Sur la gazoline, dont le gallon est vendu 224 gourdes, la marge de stabilisation est de 108 gourdes. Le Trésor public perd 108 gourdes sur chaque gallon vendu aux consommateurs.

Pour que le gasoil destiné aux distributeurs, importé le 6 Septembre 2018 avec un taux de change de 70,4333 pour 1 dollar, soit vendu à la pompe à 179 gourdes le gallon, l’Etat assume la charge d’une marge de stabilisation de 99, 4512 gourdes par gallon.

L’Etat, en consentant 17 milliards de gourdes pour stabiliser les prix du pétrole, dont 2 milliards de financement aux compagnies pétrolières, achète la paix sociale pour un certain temps sans être capable de ligaturer les veines ouvertes du Trésor. Avec les prévisions de renchérissement des cours du pétrole et de dégringolade de la gourde face au dollar, les choix qui s’imposent à Haïti sont cornéliens. Ces jours-ci où l’on dénonce le gaspillage de l’argent public et que l’on demande des comptes sur l’utilisation du fonds PetroCaribe, demander au pays de se serrer la ceinture est périlleux. Ne pas agir pour plus de responsabilité fiscale, pour la fin du désordre dans l'octroi des exonérations, pour une utilisation rationnelle des finances publiques et laisser filer le déficit auront des impacts sur le taux de change et l’inflation, donc le peu de pouvoir d’achat des plus faibles.
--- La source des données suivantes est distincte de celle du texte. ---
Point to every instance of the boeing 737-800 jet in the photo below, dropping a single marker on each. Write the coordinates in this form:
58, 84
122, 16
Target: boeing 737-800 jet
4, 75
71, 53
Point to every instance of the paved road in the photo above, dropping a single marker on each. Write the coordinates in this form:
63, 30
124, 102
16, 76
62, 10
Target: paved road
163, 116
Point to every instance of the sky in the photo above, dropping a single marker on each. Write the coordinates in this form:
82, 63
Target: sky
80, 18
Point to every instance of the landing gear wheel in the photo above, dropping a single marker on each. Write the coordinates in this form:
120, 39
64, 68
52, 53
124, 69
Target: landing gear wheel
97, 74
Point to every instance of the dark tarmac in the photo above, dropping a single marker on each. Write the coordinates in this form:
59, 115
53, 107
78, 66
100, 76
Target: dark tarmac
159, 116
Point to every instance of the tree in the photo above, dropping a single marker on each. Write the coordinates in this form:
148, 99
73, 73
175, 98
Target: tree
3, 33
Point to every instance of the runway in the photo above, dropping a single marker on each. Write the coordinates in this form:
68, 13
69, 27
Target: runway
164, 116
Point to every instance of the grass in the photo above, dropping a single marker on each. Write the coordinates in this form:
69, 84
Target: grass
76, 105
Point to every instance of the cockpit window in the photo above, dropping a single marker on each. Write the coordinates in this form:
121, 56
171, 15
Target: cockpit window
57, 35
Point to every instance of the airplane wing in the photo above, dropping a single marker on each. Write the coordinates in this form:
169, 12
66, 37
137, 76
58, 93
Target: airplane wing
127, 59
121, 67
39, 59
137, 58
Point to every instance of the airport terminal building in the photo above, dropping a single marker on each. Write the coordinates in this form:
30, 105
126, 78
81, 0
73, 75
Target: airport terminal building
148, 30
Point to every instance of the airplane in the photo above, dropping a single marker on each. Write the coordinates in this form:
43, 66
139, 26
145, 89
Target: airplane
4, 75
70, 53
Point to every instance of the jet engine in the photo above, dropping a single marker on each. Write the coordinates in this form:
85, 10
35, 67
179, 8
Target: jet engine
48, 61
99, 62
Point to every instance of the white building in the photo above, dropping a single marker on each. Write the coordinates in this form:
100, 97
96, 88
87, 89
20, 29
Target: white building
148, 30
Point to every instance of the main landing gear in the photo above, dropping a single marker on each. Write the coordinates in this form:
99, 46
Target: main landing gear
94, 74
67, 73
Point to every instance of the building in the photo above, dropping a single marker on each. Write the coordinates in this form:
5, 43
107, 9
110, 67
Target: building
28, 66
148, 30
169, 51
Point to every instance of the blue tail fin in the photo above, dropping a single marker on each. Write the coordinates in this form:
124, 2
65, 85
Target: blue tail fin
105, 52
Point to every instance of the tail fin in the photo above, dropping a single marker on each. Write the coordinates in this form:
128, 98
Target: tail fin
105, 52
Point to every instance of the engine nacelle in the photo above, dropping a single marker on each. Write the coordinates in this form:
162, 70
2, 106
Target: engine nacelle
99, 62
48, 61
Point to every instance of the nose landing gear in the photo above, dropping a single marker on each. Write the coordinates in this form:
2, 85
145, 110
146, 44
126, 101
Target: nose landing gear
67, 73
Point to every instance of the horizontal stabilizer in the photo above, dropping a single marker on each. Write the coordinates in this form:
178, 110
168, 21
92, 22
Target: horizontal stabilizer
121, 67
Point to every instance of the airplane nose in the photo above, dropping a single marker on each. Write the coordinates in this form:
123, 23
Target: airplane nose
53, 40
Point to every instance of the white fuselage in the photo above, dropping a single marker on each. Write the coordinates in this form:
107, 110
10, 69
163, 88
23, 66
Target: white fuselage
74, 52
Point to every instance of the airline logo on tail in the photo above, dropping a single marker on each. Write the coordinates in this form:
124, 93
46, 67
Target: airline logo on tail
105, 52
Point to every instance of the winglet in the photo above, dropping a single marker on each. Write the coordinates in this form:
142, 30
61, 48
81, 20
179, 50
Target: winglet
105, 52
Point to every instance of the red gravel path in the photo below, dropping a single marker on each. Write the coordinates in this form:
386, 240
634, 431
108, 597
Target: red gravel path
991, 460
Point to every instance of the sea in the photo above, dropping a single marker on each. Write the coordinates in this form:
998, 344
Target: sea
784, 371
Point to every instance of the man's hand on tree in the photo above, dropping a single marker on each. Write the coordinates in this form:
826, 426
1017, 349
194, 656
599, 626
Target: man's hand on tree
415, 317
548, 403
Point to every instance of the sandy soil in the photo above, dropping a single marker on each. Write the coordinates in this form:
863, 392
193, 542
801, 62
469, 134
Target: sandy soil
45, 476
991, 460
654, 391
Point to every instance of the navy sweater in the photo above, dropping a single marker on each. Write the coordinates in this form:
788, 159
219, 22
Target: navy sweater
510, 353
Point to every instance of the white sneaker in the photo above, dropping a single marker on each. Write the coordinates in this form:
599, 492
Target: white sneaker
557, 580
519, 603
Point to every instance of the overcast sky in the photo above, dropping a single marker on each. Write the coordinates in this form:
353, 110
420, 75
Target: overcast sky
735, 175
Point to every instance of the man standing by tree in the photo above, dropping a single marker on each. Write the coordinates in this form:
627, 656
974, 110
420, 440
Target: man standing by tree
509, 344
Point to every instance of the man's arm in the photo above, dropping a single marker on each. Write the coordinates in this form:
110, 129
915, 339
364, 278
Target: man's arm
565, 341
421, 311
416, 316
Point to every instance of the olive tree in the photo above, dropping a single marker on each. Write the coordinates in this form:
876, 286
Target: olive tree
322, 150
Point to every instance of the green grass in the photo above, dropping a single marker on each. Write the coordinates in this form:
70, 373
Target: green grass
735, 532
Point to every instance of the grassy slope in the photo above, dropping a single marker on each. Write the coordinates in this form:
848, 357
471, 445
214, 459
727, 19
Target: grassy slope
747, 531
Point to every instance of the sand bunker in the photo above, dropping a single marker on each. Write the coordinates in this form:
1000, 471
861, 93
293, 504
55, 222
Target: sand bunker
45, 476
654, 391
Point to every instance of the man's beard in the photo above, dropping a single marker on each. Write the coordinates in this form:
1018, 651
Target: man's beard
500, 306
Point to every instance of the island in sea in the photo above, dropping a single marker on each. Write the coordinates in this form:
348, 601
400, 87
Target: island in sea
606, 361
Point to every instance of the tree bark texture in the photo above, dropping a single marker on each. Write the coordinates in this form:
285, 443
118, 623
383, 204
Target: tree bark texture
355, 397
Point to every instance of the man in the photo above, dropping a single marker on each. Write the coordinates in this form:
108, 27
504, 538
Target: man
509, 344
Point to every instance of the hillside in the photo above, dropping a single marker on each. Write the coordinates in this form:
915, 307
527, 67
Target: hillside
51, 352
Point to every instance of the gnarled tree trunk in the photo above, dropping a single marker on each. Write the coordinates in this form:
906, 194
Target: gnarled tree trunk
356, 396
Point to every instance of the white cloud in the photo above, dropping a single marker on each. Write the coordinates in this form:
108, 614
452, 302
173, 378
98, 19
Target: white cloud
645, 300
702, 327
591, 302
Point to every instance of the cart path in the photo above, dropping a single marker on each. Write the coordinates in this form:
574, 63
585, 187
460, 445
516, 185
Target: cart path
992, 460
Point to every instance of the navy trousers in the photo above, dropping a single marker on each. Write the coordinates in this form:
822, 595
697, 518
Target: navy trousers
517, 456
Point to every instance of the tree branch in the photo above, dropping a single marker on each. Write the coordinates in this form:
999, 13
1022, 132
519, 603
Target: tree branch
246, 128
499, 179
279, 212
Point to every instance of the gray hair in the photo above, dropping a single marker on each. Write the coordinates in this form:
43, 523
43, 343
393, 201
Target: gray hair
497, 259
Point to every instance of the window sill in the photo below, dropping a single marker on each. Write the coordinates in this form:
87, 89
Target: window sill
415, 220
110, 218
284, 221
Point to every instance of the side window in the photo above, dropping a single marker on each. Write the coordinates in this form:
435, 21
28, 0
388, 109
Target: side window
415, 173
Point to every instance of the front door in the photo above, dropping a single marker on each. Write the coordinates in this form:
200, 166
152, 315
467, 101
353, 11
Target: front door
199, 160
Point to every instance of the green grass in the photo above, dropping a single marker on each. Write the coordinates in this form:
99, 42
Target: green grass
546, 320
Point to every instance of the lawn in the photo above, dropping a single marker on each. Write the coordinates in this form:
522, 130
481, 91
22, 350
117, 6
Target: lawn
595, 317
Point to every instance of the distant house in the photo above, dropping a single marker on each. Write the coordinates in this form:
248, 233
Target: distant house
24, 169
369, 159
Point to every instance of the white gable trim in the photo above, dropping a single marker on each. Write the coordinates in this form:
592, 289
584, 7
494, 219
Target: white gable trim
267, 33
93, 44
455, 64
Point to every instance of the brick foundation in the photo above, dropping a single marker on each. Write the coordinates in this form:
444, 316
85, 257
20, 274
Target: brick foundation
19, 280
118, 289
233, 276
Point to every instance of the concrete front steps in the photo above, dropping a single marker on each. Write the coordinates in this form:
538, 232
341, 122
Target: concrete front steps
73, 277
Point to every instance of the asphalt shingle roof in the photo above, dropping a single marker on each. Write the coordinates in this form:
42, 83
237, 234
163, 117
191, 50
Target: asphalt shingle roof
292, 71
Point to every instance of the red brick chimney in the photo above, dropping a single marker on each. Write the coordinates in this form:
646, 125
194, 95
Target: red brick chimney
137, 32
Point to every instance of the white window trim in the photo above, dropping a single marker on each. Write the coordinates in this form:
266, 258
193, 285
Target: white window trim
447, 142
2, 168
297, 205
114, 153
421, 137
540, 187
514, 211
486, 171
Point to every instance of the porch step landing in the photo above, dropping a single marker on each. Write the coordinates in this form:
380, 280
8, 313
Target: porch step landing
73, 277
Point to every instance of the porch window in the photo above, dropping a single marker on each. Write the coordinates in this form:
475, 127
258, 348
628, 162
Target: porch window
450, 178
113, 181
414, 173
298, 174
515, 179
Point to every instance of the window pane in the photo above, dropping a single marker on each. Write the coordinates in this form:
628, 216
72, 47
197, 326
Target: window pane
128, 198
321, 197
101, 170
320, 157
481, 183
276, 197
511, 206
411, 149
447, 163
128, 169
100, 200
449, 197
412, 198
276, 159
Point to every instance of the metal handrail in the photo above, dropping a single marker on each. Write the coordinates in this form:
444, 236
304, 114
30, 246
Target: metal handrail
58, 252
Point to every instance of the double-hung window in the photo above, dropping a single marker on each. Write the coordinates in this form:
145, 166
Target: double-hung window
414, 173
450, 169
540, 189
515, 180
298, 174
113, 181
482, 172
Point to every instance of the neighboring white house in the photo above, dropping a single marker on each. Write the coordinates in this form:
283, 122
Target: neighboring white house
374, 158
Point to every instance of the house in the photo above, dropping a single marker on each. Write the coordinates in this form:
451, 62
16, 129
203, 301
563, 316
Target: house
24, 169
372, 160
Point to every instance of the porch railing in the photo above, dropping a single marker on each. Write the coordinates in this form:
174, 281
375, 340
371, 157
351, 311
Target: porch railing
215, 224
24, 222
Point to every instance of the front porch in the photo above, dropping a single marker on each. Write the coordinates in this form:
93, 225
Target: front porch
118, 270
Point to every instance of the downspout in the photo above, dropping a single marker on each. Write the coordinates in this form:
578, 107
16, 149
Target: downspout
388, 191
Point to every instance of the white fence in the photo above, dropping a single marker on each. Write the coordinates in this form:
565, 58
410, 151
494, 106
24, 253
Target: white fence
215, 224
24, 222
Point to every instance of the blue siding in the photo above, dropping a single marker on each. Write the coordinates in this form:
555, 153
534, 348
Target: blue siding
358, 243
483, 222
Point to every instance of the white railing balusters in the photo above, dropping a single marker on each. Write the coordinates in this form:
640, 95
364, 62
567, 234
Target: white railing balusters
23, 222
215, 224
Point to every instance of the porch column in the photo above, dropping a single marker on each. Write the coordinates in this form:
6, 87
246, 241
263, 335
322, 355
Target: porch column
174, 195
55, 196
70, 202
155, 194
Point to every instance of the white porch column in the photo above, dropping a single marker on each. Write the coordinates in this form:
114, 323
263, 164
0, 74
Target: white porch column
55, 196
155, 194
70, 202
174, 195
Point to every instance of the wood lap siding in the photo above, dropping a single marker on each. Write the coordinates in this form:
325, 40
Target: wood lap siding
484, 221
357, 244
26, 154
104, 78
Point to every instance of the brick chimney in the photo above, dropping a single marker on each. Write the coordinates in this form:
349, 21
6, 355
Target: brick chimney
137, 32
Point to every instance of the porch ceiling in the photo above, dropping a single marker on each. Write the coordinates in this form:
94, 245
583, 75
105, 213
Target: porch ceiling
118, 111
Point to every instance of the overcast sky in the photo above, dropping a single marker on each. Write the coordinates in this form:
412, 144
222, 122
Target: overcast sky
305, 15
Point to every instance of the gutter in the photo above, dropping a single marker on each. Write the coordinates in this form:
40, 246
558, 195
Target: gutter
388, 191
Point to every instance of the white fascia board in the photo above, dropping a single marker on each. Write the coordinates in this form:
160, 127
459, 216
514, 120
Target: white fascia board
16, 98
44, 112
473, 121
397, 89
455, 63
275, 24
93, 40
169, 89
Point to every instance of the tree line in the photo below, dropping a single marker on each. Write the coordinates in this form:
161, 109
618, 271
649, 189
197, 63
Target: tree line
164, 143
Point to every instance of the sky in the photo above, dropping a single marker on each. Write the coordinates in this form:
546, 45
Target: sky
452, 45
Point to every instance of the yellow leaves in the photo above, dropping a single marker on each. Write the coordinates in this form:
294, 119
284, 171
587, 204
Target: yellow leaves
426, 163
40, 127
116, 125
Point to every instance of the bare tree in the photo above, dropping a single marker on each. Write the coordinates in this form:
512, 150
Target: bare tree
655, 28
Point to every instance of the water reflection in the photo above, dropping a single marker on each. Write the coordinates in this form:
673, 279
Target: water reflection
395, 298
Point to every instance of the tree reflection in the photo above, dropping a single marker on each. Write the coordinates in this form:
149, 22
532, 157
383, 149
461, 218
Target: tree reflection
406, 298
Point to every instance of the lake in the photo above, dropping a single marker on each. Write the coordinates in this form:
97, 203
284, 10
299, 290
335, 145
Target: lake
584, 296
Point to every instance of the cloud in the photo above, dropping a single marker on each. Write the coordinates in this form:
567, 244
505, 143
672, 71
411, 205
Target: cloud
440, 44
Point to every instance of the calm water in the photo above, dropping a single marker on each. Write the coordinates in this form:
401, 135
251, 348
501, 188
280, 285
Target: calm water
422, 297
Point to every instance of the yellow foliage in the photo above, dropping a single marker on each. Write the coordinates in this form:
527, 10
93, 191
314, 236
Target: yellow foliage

Ce que pense Pierre Boisson

«C’est la plus importante cause du déficit budgétaire de l’année écoulée», a commenté l'économiste Pierre Marie Boisson soulignant que cela n'est pas soutenable pour le Trésor public. «Le niveau de manque à gagner actuel entraînera un déficit encore plus élevé l’an prochain car les deux déterminants principaux, les cours mondiaux et la décote de la gourde ont augmenté tout au cours de l’exercice. Ils seront donc en moyenne plus élevés en 2018-19 qu’en 2017-18», a poursuivi l'économiste. Arrivé à un certain point, la bonne gestion des ressources publiques, plus de responsabilité fiscale seront nécessaires pour stopper l'hémorragie ? «Assurément», a répondu Pierre Marie Boisson.